Cod bycatch on the southern Grand Banks was at least 70 per cent higher than the 2008 target set by the Northwest Atlantic Fisheries Organization (NAFO), according to information provided to WWF-Canada. Sources indicate that the European Union (EU) is responsible for the largest proportion of the overrun in bycatch.
Since the 1994 moratorium, NAFO has failed to allow rebuilding due to excessive levels of bycatch, every single year. Levels peaked in 2003, when bycatch amounts were estimated to be over 80 per cent of the remaining cod stock.
At the 2007 annual meeting of NAFO, WWF pushed for a cod recovery strategy that included setting a bycatch reduction target of 40 per cent for southern Grand Banks cod. The 40 per cent target was equivalent to a fishing mortality of 420 tonnes, which is estimated to be the maximum the population could withstand to still have some chance of recovery. Unfortunately, a total of 713 tonnes of bycatch was taken in 2008. Of that amount, the EU was responsible for 444 tonnes. These are unofficial statistics and do not account misreporting and illegal activity.
Before the results of the 2008 fishing year became available, NAFO stated in a press release that they had “adopted a resolution to implement its commitment to an ecosystem-based fisheries management approach”, an approach contradicted by NAFO increasing the total allowable catches (TACs) for fisheries with high levels of cod bycatch. Evidence of an increase in young cod in the population was also ignored.
WWF is now calling on NAFO to take steps that will benefit the ecosystem health and the fisheries of the Grand Banks. This is entirely consistent with the Ecosystem management approach adopted in the revised NAFO convention.
“Cod and other fish stocks can never recover as long as NAFO refuses to see the urgency of the problem and acknowledge that voluntary measures are not working,” said Dr. Robert Rangeley, Vice President Atlantic, WWF-Canada. “If NAFO begins to address these problems and starts working on solutions in advance of the June Scientific Council meetings, then they will provide the opportunity to get cod bycatch on the agenda for the September annual meeting in Norway, and get strict measures put in place to give cod recovery a chance.”

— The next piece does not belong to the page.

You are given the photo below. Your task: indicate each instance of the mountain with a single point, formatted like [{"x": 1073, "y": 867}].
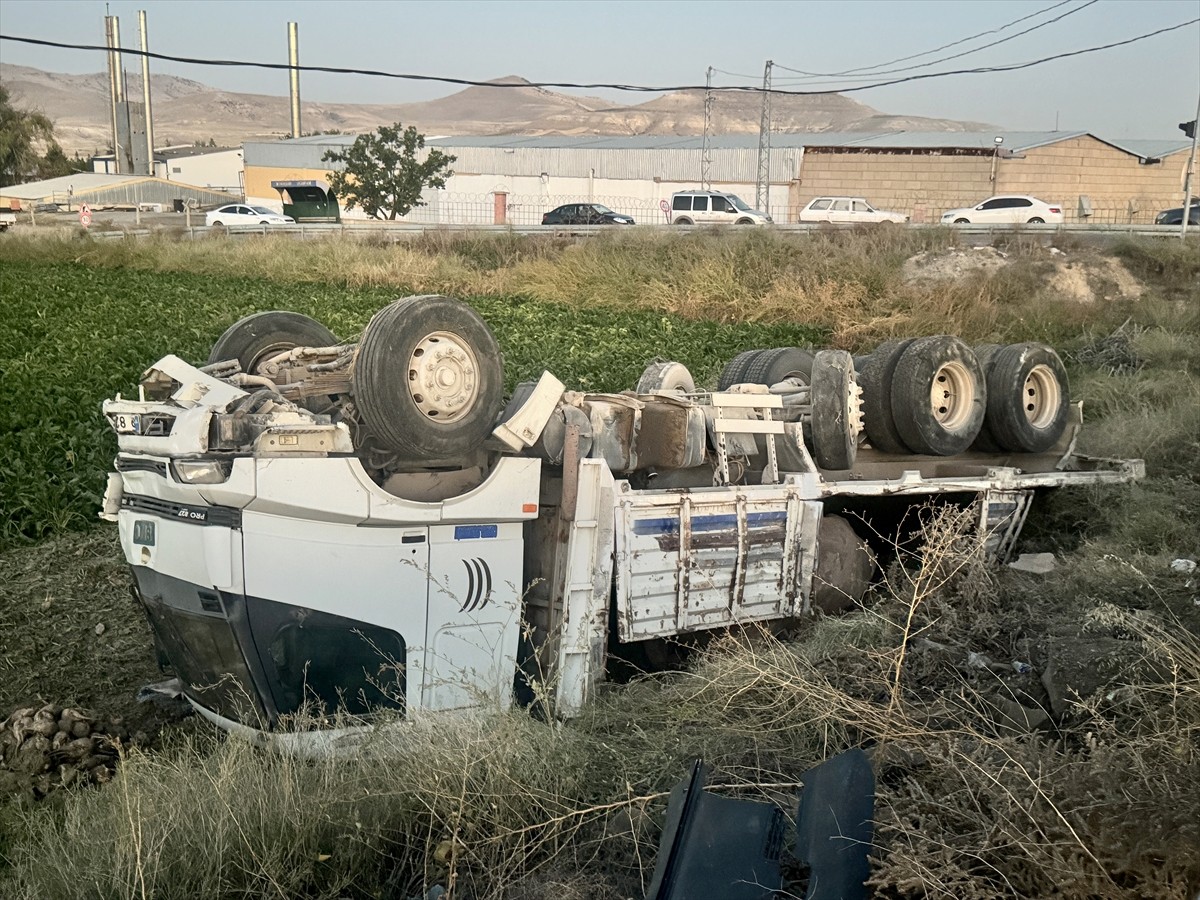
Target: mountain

Measures should include the adoption of an effective recovery plan for southern Grand Banks cod that sets long-term recovery goals, immediate bycatch reduction targets, gear-based solutions and spatial/temporal closures, and measures to protect spawning and nursery areas. The adopted measures will need to be backed by monitoring and enforcement, to be effective.
Note: WWF recently revealed in a new paper, Defining and Estimating Global Marine Fisheries Bycatch, co-authored by WWF for the journal Marine Policy, that global bycatch – defined as unused and unmanaged catch – constitutes more than 40 per cent of the global catch, and estimates that annually more than 38 million metric tons of marine life is unused or unmanaged and should be deemed bycatch.